The results of this semi-experimental trial suggest that drinking 1600–2000 ml of water daily and regularly can alleviate the severity of primary dysmenorrhea, shorten the length of menstrual bleeding and reduces the average number of pharmacological pain relievers took during menstruation. Our findings concur with a previous study that revealed improvements in severity of menstrual pain in women who had water load at 90th minute after starting of dysmenorrhea [13].

According to pain theory, arrangement of pain is cyclic and includes the following order: pain/tension/fear/pain [24]. Since drinking water plays a significant role in reduction of vasopressin concentration, it seems that taking more water can be effective in reducing uterine contraction, diminishing tension and fear, and can be considered as a natural painkiller in the body.

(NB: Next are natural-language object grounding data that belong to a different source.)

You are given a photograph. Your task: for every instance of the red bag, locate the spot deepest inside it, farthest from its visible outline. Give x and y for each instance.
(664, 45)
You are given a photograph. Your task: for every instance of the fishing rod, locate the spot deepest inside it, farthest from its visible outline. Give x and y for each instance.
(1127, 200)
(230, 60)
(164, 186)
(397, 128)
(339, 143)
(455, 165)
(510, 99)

We found that recommended amount of water intake decreased the pelvic pain of dysmenorrhea after intervention. Furthermore, a significant improvement in menstrual pain was observed in the second cycle of intervention compared with the first cycle of intervention. This improvement could be the result of better adjustment to water intake protocol over the second cycle of intervention. Data indicated that in the first cycle of intervention, most of the participants, obeyed 80% of the protocol (consumed about 1600 ml of water per day) while the majority of the participants reached their daily water intake to 1800-2000 ml/d over the second cycle of intervention. Results also showed that intervened group consumed less pain relievers during dysmenorrhea after intervention, but their length of menstrual bleeding did not change. Participants did not encounter any specific side-effects during intervention. Two of the participants claimed positive effects of drinking water including less acne and brighter appearance. The effect of modifying water intake on the menstruation bleeding did not investigated since it needed to be considered as a single study.

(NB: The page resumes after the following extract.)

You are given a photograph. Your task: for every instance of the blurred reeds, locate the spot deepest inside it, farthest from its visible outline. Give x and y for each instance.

The participants did not receive any follow-up assessments after intervention. Further studies with double-blinded trial should be considered to investigate the effect of continual water intake modification on the variables in larger sample size. Future studies should also compare modifying water intake with other interventions, such as aerobic exercise and lifestyle modifications (eating behavior, regular physical activity, self-care, high-level of social relationships, and reduction of stress levels) to compare their benefits. There is evidence that risk factors such as drinking cola drinks, duration of the menstrual flow, eating meat and having a first-degree relative could affect dysmenorrhea [25].

This study is the first semi-experimental trial that investigated the modification role of water intake on severity of pelvic pain and menstrual distress in students with primary dysmenorrhea. We believe the findings could contribute to existing knowledge on the topic and perhaps help young women to overcome the pelvic pain of dysmenorrhea by modifying the pattern of drinking daily water. However, the data for this study was self-reported and obtained from females studying at Isfahan (Khorasgan) Azad University in Iran, which therefore restricts the extrapolation of the results to the wider populations. Thus the authors recommend other studies to be conducted in more diverse populations. In addition, one should note that we collected limited information for the study while there might be other confounding variables such as diet and alcohol consumption that potentially could influence primary dysmenorrhea [26, 27].


Overall, the findings suggest that water intake could decrease the duration of menstrual bleeding, the amount of pain relievers consumed, and the severity of pelvic pain among the young women suffering from primary dysmenorrhea and drinking less than 1600mml of water per day.